Ces règles devraient s’appliquer non seulement aux pays membres du FMI mais aux «opérateurs de marché» et devraient comprendre des «normes éthiques et professionnelles», a déclaré M. Anwar qui est aussi le vice-premier ministre.
«L’effet de contagion» de la crise financière qui a débuté en Thaïlande mais qui s’est propagée à ses voisins «a dépassé toutes nos craintes par son intensité… laissant notre région en pleine turbulence», a rappelé M. Anwar.
La crise démontre que «des politiques saines ne constituent pas une garantie contre les activités spéculatives» et a mis en lumière les difficultés rencontrées par les pays qui n’ont pas de système financier sophistiqué, a-t-il ajouté.
Mais elle a fourni une «impulsion» au lancement d’un «forum de discussion des questions régionales et de réflexion sur les politiques permettant de remédier» à la crise.
«Ce forum nous fournit un point de départ pour l’établissement d’une ligne de crédit stand-by afin de prolonger les efforts du FMI pour rétablir une stabilité financière et économique afin de soutenir les ajustements macro-économiques», a souligné M. Anwar.
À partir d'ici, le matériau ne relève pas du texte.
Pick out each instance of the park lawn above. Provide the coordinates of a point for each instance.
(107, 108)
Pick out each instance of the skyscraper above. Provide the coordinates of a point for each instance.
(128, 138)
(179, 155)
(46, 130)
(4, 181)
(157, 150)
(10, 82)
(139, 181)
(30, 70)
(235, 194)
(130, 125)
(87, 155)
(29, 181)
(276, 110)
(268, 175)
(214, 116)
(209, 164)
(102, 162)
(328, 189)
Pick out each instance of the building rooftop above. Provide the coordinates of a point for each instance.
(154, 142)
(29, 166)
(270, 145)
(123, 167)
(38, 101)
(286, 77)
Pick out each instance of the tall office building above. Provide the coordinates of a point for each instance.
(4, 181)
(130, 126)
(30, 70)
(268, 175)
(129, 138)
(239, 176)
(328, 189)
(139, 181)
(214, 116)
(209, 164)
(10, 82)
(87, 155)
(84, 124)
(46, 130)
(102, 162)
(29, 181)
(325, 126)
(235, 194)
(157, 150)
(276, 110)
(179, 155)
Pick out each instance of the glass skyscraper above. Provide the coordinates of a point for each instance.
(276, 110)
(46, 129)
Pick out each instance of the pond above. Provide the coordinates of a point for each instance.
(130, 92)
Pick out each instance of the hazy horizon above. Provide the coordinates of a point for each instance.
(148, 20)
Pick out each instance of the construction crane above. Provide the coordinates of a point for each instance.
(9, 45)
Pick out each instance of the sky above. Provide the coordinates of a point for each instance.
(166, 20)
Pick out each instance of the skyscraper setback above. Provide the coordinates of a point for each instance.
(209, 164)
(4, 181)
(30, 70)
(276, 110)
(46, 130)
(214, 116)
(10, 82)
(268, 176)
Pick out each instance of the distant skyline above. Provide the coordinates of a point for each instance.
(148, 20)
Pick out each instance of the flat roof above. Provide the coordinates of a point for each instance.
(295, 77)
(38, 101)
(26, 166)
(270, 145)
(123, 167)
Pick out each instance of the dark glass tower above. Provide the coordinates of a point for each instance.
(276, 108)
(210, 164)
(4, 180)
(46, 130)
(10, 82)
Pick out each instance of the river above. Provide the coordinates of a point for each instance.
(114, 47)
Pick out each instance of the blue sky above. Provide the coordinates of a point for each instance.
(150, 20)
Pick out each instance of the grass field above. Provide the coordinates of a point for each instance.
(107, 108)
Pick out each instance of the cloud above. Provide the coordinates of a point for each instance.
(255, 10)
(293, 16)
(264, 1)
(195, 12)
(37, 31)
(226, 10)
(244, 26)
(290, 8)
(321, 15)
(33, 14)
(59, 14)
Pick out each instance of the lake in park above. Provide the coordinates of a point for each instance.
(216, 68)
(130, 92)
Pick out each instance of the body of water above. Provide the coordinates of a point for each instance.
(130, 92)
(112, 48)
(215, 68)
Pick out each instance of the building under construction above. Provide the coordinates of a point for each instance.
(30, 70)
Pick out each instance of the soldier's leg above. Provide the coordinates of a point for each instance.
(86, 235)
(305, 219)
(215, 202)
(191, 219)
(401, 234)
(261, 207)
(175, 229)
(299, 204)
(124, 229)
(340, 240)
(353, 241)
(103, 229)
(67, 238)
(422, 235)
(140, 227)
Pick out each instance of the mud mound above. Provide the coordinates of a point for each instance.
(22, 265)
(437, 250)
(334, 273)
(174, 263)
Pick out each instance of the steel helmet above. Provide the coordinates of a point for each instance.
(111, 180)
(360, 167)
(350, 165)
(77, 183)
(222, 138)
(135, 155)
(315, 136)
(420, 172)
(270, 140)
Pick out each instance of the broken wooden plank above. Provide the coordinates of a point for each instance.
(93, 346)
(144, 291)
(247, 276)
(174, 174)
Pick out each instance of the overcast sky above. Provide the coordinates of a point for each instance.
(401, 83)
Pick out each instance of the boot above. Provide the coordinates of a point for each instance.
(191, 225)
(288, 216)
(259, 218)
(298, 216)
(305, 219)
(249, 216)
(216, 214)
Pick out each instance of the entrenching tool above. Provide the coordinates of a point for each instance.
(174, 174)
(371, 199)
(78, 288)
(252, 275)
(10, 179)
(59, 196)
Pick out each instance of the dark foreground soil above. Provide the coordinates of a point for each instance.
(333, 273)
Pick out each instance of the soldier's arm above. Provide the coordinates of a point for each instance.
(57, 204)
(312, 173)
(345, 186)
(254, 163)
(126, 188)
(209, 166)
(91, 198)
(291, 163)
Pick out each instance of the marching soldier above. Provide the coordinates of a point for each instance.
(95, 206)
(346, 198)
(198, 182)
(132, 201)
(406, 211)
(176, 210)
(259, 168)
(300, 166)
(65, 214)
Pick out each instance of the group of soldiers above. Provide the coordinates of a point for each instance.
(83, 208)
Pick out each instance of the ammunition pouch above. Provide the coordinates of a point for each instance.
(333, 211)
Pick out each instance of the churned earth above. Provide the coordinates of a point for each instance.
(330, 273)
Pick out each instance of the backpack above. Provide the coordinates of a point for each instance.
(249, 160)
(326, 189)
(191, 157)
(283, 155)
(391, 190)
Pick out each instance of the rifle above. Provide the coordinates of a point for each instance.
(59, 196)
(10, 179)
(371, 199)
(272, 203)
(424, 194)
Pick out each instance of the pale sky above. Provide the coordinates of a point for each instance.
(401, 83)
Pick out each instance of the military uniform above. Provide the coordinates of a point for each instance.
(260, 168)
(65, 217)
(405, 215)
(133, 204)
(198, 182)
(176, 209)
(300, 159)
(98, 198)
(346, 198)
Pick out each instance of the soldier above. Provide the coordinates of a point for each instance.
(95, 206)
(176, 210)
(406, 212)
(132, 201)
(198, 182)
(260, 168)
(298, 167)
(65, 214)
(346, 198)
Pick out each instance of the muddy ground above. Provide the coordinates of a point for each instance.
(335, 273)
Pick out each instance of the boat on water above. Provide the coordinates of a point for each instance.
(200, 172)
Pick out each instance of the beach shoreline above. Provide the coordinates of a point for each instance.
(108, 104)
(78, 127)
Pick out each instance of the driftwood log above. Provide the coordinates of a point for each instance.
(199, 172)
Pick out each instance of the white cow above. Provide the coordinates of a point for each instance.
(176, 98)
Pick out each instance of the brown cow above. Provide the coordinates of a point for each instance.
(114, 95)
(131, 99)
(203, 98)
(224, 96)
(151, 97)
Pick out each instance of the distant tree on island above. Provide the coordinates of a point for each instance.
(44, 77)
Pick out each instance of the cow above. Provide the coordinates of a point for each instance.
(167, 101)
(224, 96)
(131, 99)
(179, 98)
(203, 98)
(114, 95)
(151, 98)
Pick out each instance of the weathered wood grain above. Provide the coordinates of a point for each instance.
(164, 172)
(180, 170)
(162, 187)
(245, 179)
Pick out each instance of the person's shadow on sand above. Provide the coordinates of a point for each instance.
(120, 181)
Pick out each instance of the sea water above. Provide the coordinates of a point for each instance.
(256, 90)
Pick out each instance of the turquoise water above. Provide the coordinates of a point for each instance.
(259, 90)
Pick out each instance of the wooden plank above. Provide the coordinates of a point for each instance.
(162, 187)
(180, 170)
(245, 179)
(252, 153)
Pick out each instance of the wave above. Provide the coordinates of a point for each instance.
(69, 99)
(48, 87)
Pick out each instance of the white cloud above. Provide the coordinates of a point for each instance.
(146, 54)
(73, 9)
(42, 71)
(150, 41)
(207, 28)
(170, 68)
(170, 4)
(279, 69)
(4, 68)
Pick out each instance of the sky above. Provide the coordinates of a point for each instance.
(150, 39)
Il a appelé le FMI à élargir ses travaux afin d’encourager les gouvernements à stimuler la «transparence de tous les opérateurs de marché».
Les institutions multilatérales «doivent être préparées à mesurer la situation difficile des économies émergentes» et à prendre en considération les problèmes créés par la spéculation.
La rapidité et l’étendue de l’ouverture des marchés devraient en dépendre, a estimé M. Anwar qui a demandé au FMI d’entreprendre une étude sur les moyens d’assurer une meilleure stabilité des marchés financiers. (AFP)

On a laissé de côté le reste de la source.